Annual Summary Of Adverse Events Data From 2019/20 Released
The annual summary of adverse events data from 2019/20 has been released by the Health Quality & Safety Commission.
Each year, serious health care adverse events are reported to the Commission by district health boards (DHBs) and other health care providers. A serious adverse event is one that results in serious harm or death. The Commission works with providers to encourage an open culture of reporting, to learn from what happened, and to put in place systems to reduce the risk of recurrence.
Between 1 July 2019 and 30 June 2020, a total of 975 (916 in 2018/19) serious adverse events were reported to the Commission.
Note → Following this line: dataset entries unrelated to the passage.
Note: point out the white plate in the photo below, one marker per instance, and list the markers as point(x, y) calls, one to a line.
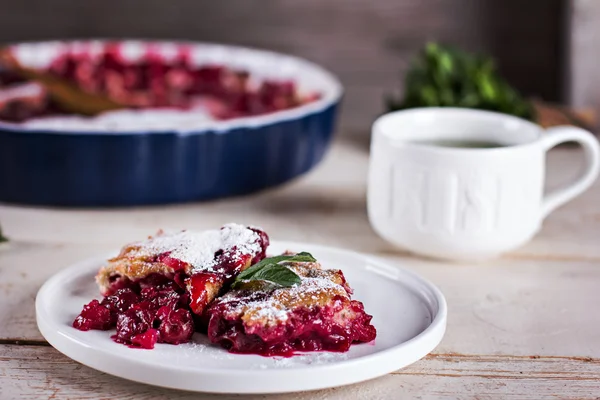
point(408, 312)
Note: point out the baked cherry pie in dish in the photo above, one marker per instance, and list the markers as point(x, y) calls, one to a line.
point(146, 78)
point(220, 282)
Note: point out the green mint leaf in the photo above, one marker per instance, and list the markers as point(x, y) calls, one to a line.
point(270, 270)
point(250, 272)
point(279, 274)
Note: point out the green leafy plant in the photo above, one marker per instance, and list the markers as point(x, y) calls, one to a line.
point(271, 271)
point(443, 76)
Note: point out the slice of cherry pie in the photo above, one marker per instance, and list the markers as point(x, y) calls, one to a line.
point(167, 287)
point(154, 288)
point(315, 314)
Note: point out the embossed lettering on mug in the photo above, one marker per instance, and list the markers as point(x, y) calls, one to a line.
point(458, 192)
Of these, 627 were reported by DHBs (566 in 2018/19). Clinical management events continue to make up the majority of reported adverse events. This includes pressure injuries, delayed diagnosis or treatment, deterioration, and complications.
Dr David Hughes, clinical lead for the Commission’s adverse events programme, says that with lockdown and the ongoing COVID-19 response, this year has been extremely challenging for the health and disability sector.
‘Now more than ever, we must remain focused on the quality of our care and on keeping our patients and ourselves safe.’
He says event numbers are closely linked to reporting rates, and an increase doesn't necessarily mean more adverse events have occurred.
‘What it may in fact demonstrate is organisations continuing to develop an open culture where events are reported and learnt from, rather than an increase in preventable harm.’
Recently the Commission completed research into whānau Māori experiences of in-hospital adverse events, Ngā Taero a Kupe: Ngā wheako pānga kino ki ngā whānau Māori i rō hōhipera.
The research identified five major themes and two sub-themes from these experiences, including communication issues, perceived lack of care, lack of cultural safety and implicit bias.
Dr Hughes says that the insight gained from whānau Māori highlights the importance of putting the consumer and their families at the centre when responding to adverse events.
‘These events are not just numbers. As health care providers, we have a responsibility to listen to the experiences of consumers and their whānau, learn from what went wrong and work to prevent harm to others.’
Key findings
Of the 975 reported adverse events:
- 627 were reported by DHBs
- 218 were reported from the mental health and addictions sector (DHBs only)
- 113 were reported by members of the NZ Private Surgical Hospitals Association (NZPSHA)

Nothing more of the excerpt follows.